Let $d$ be the original number of days planned.
Let $w$ be the amount of work one worker does in one day.
$$W = 150 \times d \times w$$
The workers form an A.P. of man-days: $150, 146, 142, \dots$
The job took $d + 8$ days to finish. The sum of the man-days for $d+8$ terms equals $W/w$.
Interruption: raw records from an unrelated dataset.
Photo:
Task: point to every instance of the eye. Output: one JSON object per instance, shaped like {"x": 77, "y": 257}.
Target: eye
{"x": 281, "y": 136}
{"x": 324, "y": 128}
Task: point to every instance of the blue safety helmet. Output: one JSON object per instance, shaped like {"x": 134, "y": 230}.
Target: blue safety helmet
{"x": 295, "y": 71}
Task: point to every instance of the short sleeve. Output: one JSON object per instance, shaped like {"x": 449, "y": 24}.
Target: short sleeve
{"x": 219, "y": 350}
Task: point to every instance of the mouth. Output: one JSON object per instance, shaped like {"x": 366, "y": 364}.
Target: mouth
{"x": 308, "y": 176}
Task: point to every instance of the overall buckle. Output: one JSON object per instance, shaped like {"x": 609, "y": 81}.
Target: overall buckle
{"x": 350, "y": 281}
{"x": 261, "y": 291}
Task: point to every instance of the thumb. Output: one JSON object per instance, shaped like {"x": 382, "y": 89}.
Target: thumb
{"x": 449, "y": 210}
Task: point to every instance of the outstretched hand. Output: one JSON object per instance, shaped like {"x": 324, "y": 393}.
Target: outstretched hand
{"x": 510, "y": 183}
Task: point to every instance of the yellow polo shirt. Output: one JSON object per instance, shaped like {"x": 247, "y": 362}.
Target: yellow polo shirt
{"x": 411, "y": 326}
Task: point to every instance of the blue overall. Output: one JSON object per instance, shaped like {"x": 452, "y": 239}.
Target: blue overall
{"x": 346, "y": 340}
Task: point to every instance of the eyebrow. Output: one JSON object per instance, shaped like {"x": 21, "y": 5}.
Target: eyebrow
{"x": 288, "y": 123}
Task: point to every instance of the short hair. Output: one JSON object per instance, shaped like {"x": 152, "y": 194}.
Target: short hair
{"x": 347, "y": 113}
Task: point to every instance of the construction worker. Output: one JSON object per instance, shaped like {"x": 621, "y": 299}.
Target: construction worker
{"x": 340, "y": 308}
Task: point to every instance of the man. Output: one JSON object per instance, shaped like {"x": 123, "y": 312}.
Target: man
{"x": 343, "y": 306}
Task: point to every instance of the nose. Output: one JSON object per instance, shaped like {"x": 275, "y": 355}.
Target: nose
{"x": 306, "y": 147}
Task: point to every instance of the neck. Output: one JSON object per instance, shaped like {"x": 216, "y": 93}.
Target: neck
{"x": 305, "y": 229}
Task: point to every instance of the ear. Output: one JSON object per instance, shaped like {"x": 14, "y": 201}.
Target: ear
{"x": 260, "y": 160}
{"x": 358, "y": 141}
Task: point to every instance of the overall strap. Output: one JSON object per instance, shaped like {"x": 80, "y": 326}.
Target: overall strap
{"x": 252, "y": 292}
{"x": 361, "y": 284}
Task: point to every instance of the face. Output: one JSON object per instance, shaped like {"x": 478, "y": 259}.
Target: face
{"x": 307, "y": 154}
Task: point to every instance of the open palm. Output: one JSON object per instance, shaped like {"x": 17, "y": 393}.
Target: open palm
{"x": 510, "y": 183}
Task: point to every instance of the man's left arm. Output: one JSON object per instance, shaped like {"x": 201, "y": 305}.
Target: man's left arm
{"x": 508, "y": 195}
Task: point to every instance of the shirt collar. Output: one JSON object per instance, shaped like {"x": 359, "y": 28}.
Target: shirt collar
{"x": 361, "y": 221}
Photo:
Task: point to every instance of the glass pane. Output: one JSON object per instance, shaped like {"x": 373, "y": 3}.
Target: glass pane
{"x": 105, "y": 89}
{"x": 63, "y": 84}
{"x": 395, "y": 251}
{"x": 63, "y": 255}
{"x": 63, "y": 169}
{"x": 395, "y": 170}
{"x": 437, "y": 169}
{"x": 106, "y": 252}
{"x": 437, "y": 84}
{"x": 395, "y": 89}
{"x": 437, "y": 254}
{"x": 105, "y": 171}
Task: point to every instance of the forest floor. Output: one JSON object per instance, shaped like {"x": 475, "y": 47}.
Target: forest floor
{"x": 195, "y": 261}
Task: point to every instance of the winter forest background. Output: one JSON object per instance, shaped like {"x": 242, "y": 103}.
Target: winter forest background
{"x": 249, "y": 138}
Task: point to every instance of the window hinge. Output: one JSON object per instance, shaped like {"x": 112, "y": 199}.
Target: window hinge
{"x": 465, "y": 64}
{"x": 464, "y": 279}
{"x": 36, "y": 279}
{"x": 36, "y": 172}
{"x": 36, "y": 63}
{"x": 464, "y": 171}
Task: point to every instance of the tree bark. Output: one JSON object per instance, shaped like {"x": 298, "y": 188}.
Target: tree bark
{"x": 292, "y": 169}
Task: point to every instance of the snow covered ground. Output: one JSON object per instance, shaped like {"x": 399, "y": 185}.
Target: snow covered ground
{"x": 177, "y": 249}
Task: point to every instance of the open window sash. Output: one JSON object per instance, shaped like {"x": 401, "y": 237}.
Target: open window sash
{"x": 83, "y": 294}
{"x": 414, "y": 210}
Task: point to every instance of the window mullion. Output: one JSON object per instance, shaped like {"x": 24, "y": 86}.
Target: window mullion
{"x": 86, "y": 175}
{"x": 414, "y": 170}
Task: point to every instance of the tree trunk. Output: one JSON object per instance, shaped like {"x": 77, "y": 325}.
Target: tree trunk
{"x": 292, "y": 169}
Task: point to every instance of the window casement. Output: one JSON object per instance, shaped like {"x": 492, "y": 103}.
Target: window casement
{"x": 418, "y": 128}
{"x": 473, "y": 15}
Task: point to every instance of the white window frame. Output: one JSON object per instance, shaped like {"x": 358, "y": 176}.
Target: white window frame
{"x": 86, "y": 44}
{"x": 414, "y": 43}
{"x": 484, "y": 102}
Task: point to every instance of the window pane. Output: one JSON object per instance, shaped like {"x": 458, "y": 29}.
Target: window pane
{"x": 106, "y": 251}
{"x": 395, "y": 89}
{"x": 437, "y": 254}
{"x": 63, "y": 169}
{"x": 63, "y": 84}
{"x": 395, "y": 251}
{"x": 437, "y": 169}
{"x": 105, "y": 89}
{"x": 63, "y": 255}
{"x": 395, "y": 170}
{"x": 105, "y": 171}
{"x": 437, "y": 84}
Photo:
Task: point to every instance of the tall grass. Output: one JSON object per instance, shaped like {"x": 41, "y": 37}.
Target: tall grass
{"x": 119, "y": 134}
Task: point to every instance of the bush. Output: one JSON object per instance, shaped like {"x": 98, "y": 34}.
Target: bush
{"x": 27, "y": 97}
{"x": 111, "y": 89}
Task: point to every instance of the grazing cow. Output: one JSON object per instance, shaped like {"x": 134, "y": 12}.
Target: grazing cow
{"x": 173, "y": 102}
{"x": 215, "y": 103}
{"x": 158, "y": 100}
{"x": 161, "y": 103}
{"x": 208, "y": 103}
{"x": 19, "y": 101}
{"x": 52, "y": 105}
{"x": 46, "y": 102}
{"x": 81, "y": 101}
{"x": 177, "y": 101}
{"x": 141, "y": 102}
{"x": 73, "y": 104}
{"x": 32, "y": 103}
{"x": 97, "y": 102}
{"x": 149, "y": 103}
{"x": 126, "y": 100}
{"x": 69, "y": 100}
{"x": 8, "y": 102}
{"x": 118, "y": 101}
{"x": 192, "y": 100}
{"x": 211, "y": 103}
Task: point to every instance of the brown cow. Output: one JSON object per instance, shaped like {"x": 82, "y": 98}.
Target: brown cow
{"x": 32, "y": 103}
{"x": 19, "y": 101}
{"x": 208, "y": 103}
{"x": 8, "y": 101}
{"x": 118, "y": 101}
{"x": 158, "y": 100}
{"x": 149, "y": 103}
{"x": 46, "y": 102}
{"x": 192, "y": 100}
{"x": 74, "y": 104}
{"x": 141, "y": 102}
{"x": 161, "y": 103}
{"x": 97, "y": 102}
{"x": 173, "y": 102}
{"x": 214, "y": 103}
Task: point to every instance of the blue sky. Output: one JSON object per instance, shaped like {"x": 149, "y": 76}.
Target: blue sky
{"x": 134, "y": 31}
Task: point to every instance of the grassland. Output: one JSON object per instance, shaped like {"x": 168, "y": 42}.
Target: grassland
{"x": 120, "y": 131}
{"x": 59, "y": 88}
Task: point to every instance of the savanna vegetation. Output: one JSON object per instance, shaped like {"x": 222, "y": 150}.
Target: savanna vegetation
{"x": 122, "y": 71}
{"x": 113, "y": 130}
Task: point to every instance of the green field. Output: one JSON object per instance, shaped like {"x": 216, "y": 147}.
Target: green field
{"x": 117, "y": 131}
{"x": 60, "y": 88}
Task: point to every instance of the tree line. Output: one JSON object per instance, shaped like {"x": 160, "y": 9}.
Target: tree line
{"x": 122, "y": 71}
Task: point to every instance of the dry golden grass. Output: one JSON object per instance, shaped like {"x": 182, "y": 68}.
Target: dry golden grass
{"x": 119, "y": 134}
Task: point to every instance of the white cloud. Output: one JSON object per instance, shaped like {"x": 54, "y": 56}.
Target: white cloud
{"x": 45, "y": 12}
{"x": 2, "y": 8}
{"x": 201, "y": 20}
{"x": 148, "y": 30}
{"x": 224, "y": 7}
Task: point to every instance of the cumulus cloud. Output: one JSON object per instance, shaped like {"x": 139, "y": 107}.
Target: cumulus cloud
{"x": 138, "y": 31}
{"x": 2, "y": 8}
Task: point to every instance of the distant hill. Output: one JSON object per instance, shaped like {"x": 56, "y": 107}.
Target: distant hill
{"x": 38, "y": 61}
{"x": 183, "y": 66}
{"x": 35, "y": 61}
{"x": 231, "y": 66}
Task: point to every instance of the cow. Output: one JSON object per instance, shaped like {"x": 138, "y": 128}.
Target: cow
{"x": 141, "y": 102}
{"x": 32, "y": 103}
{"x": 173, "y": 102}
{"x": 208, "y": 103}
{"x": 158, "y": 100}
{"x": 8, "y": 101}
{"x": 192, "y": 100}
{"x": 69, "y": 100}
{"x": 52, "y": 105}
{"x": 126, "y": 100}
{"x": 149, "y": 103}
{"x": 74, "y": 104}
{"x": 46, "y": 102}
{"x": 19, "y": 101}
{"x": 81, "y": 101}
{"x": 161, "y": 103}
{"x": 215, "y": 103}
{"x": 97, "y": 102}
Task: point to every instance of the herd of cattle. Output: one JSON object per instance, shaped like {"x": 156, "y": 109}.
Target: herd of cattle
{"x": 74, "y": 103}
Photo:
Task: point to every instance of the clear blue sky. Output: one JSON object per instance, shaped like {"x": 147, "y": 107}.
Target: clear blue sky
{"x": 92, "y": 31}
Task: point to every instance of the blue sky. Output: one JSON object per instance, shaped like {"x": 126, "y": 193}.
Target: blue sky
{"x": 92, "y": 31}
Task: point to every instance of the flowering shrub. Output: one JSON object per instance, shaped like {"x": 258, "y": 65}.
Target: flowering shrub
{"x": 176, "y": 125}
$$\frac{W}{w} = \sum_{k=1}^{d+8} a_k = S_{d+8}$$
Work completed:
$$S_{d+8} = \frac{d + 8}{2} [ 2(150) + (d + 8 – 1)(-4) ]$$
$$S_{d+8} = \frac{d + 8}{2} [ 300 – 4(d + 7) ]$$
$$S_{d+8} = (d + 8) [ 150 – 2(d + 7) ] = (d + 8) [ 150 – 2d – 14 ]$$
$$S_{d+8} = (d + 8) (136 – 2d)$$
Total work is $W/w = 150d$. Equate the man-days:
$$150d = (d + 8) (136 – 2d)$$
$$150d = 136d – 2d^2 + 1088 – 16d$$
$$150d = 120d – 2d^2 + 1088$$
$$2d^2 + 30d – 1088 = 0$$
Divide by 2:
$$d^2 + 15d – 544 = 0$$
Use the quadratic formula $d = \frac{-b \pm \sqrt{b^2 – 4ac}}{2a}$:
$$d = \frac{-15 \pm \sqrt{15^2 – 4(1)(-544)}}{2}$$
$$d = \frac{-15 \pm \sqrt{225 + 2176}}{2} = \frac{-15 \pm \sqrt{2401}}{2}$$
Since $\sqrt{2401} = 49$:
$$d = \frac{-15 + 49}{2} = \frac{34}{2} = 17 \quad (\text{Since } d > 0)$$
The original number of days planned was $d=17$.
The number of days the work was completed is $d + 8 = 17 + 8 = \mathbf{25 \text{ days}}$.